The researchers expected to find significant differences between how men and women evaluate partner traits, but the results showed largely consistent patterns across genders. Past evolutionary theories often suggested that men and women prioritize very different qualities in a mate, making these results quite notable.
“I was actually quite surprised by small gender differences,” Kowal said. “Given the long-standing debates in evolutionary psychology about sex differences in mate preferences, I expected to find more pronounced asymmetries.”
Kowal expected that a man’s relationship quality would be more strongly related to a partner’s physical attractiveness than a woman’s. While some minor differences emerged, they were not the defining feature of the data.
“While there were a few domain-specific gender differences (e.g., men reported higher passion when partnered with younger partners, and higher relationship satisfaction when they perceived themselves as more right-wing than their partners), these were the exception rather than the rule,” Kowal said. “In general, men and women were rather in agreement.”
Culture, on the other hand, played a major role in shaping what people value in a partner. Kowal categorized countries based on several cultural indicators, including human development, gender equality, individualism, and relational mobility. Relational mobility refers to how much freedom individuals have in a society to choose or leave their romantic partners.
“Another important finding was the presence of cross-cultural differences,” Kowal noted. “Specifically, the pattern of associations across the three trait domains varied across the 74 countries. Cultural characteristics (including the Human Development Index (HDI), individualism, gender equality, and relational mobility) moderated many of the observed associations.”
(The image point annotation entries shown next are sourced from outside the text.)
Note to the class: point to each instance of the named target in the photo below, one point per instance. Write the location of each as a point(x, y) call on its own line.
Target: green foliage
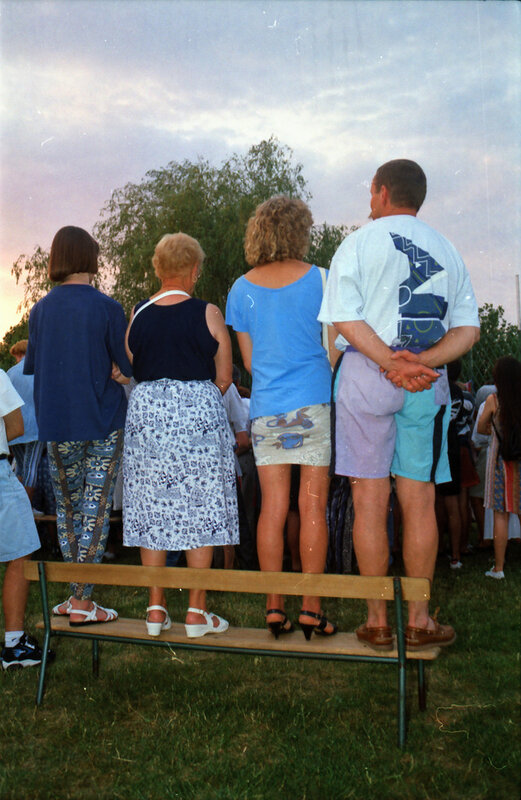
point(212, 204)
point(325, 240)
point(13, 335)
point(32, 272)
point(498, 338)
In highly modernized countries with high relational mobility and individualism, socially desirable traits like kindness and attractiveness had the strongest impact on relationship happiness. In less modernized countries, the rules shifted toward status and demographic traits, meaning that matching on social class and educational background was a stronger predictor of relationship stability.
While the study features an impressive global sample, the reliance on self-reported data means the results capture subjective perceptions rather than objective reality. Because the data only includes one partner’s perspective, it measures perceived similarity rather than actual similarity.
“The most important limitation is that this study relies on individual-level, self-reported perceptions rather than dyadic data from both partners,” Kowal explained. “This means that what we are capturing is perceived similarity and perceived partner traits, not actual similarity or objectively assessed traits.”
A person deeply in love might view their partner through rose-colored glasses, rating them higher simply because they feel happy. This psychological habit makes it tricky to determine the exact cause and effect.
“That is not necessarily a weakness (perceived similarity often predicts relationship quality better than actual similarity does), but it does mean we cannot rule out that relationship quality itself is partly driving the pattern,” Kowal said. “People who are in love tend to perceive their partners more favorably, which could inflate the observed partner-idealization effects.”
Future research should involve surveying both members of a couple over a longer period of time. This step would help determine if actual similarity matters as much as perceived similarity. Tracking couples over the years would also help explain how these perceptions change as relationships grow older and face new challenges.
The study, “Partner idealization and perceived partner similarity predict relationship quality across 74 countries,” was authored by Marta Kowal.